The differences within the Security Council over Iraq became public as Russia, China and France -- joined by most Arab states -- repeatedly called for solving the crisis diplomatically. That left the United States and Britain alone in threatening to use force against Iraq.
As Washington refined plans for air strikes, UN Secretary General Kofi Annan made a last minute dash to Baghdad. He met with Iraqi officials on February 22 and concluded an agreement which was initially hailed by all sides.
Annan agreed with Iraqi officials that senior diplomats from a number of countries would join weapons inspectors on visits to presidential sites and mediate in any disagreements over their searches. He also agreed that the UN would undertake a review of Iraq's compliance in disarming, a step which he said would give Iraq "a light at the end of the tunnel" that sanctions one day would be lifted.
But Annan's diplomatic solution frayed during the summer as UN arms inspectors argued Iraq was still far from proving its disarmament in the biological and chemical weapons fields. Monitors for Iraq's suspected nuclear program, meanwhile, said they had found no evidence Iraq has nuclear arms or related materials, but that their information on past programs was incomplete.
The next crisis was not long in coming. By August 5, an angry Iraq again halted most cooperation with arms inspectors. It conditioned any renewal of cooperation on the Security Council pledging that the promised review of Iraqi compliance would directly lead to the lifting of sanctions, a condition the Security Council called unacceptable. A showdown was assured when Saddam applied still more pressure in October by cutting off all cooperation in arms monitoring.
Quant says that Saddam hoped to again exploit the international community's divisions over Iraq and win concessions, but that he failed to recognize its patience was running out.

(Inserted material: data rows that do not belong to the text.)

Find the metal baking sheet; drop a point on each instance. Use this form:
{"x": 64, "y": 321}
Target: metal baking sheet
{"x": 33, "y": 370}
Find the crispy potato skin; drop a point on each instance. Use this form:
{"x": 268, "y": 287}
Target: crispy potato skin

The countries which pushed for a diplomatic solution in February felt betrayed as Saddam followed up their efforts with new Iraqi ultimatums just months later. And Annan, who had mediated the dispute months earlier, made no public effort to do so a second time.

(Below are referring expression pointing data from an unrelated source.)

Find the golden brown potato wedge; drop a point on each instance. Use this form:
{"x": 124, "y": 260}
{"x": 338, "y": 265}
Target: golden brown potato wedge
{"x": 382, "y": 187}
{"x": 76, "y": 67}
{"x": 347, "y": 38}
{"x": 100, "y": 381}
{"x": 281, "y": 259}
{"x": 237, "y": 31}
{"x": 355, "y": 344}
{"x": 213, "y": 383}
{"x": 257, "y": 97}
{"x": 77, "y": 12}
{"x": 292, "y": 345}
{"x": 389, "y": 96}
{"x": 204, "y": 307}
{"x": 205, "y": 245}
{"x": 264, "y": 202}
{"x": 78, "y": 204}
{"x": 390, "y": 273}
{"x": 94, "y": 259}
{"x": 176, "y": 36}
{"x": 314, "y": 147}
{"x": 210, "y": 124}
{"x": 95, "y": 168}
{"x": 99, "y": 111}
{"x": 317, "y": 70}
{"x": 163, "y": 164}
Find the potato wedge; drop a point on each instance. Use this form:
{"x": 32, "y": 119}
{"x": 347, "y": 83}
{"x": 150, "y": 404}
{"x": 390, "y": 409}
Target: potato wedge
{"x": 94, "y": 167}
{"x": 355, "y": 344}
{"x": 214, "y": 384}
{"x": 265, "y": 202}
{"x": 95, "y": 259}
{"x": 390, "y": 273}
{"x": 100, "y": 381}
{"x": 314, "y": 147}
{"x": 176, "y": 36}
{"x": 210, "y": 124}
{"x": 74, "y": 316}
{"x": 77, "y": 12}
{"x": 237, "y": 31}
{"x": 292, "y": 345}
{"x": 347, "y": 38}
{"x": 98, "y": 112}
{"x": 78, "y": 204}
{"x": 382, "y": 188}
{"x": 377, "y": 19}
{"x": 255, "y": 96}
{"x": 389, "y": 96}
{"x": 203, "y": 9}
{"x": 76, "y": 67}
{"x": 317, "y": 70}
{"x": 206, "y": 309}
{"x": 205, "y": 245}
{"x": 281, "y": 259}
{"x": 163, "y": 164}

William Quant: "I think two things did change ... One was that the United States by foregoing military action in the early part of the year probably gained some credits with the French and the Russians, for example, ... the United States got something in return for going along with the diplomatic effort the first time, namely, greater support for the threat of force if the diplomatic solution (didn't) work ... And then secondly, although I think people still are concerned with what happens to Iraqis if sanctions drag on, the fact of the matter is that the oil for food and medicines program has substantially expanded, there is considerably more money available to Iraq to buy food and medicine and so the sanctions can't be blamed for bringing about the (impoverishment) of the Iraqi people in the same way they might have been a year ago.
The level of impatience with Saddam became clear as Washington and London again readied air strikes last month and the Arab Gulf states, plus Egypt and Syria, declared Baghdad alone was to blame for any force used against it. U.S. planes were reportedly already in the air and ready to strike when Saddam backed down and notified the Security Council that Iraq would again cooperate with inspections after all.
The second crisis ended peacefully but with little resolved. The arms inspectors have returned but both Saddam and the United States have clearly indicated neither side considers the dispute resolved.
At year's end, Iraqi officials are again accusing arms inspectors of seeking to provoke a new crisis by demanding more information about weapons programs.
At the same time, Washington is urging the international community to stay vigilant in dealing with Baghdad and remains prepared to take military action to force Iraqi cooperation.